At least 45 people died in bomb attacks in busy markets and commercial areas of the capital Baghdad yesterday, police and medics have confirmed.

Two car bombs killed eight people in the predominantly Shi'ite Shaab neighbourhood of northern Baghdad. There were also explosions in the mainly Shi'ite districts of Abu Dsheer, Kamaliya, Tobchi and Shula.

Ali Sadoun, a policeman whose patrol was stationed in Shula said a blast hit near a crowded market full of people shopping. “When police and people gathered to help the wounded, a second bomb went off, tearing through bodies,” he said.

Sunni Muslims were believed to be the targets of blasts in Amriya and Abu Ghraib, on the city's western outskirts.

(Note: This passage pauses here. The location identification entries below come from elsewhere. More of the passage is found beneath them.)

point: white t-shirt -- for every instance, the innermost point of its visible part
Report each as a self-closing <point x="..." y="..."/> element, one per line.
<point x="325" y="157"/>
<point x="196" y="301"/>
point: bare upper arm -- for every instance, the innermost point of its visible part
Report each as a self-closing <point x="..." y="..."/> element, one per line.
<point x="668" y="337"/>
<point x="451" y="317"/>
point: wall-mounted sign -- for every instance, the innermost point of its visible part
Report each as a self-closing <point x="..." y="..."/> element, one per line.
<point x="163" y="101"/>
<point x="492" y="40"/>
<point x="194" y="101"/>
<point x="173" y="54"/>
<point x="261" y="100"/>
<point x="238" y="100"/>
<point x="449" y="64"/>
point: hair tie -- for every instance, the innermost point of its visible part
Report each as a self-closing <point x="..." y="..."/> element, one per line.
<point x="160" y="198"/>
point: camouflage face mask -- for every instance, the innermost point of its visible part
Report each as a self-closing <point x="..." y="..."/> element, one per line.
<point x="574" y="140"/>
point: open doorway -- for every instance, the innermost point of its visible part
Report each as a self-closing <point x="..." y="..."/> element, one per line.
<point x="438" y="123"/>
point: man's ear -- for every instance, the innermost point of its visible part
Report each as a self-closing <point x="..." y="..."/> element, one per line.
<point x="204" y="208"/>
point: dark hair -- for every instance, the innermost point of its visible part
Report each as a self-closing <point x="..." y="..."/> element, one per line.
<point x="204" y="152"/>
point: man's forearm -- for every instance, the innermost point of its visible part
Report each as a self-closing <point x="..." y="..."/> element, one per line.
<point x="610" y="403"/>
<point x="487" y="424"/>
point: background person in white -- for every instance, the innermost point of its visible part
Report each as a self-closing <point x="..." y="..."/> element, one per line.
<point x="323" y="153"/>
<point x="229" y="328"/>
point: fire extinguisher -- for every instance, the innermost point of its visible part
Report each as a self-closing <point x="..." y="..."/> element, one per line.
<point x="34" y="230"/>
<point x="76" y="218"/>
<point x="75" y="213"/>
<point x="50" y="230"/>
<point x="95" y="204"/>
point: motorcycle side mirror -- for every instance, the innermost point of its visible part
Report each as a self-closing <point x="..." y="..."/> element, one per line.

Outside Baghdad, a bomb blast near a funeral tent in the city of Baquba killed six people. Further south, a car bomb in Amara province killed four people and in the city of Basra and three blasts hit a hotel frequented by foreigners working in the oil industry, wounding three guards.

A sustained campaign of attacks since the start of the year has increased fears of wider conflict in a country where ethnic Kurds, Shi'ite and Sunni Muslims have yet to find a stable power-sharing compromise.

Insurgents including al-Qa'ida's Iraqi affiliate have been recruiting from the country's Sunni minority, which resents Shi'ite domination since the US led invasion that toppled Saddam Hussein ten years ago in 2003.

Intercommunal tensions have been inflamed by the civil war in neighbouring Syria, which has increasingly been fought along sectarian lines, drawing in Shi'ite and Sunni fighters from Iraq and elsewhere to fight on opposite sides of the conflict.

Although violence is still well below the level it peaked at between 2006 and 2007, Sunni insurgents are striking on a daily basis, seeking to destabilise the Shi'ite-led government and provoke further confrontation.

On Monday, attacks targeting Shi'ites left at least 27 people dead. The number of people killed in militant attacks across Iraq in June reached 761.

Iraqi military forces are now better equipped and trained, but lack the comprehensive intelligence resources and air cover to track insurgents that they enjoyed before U.S. troops withdrew in December 2011.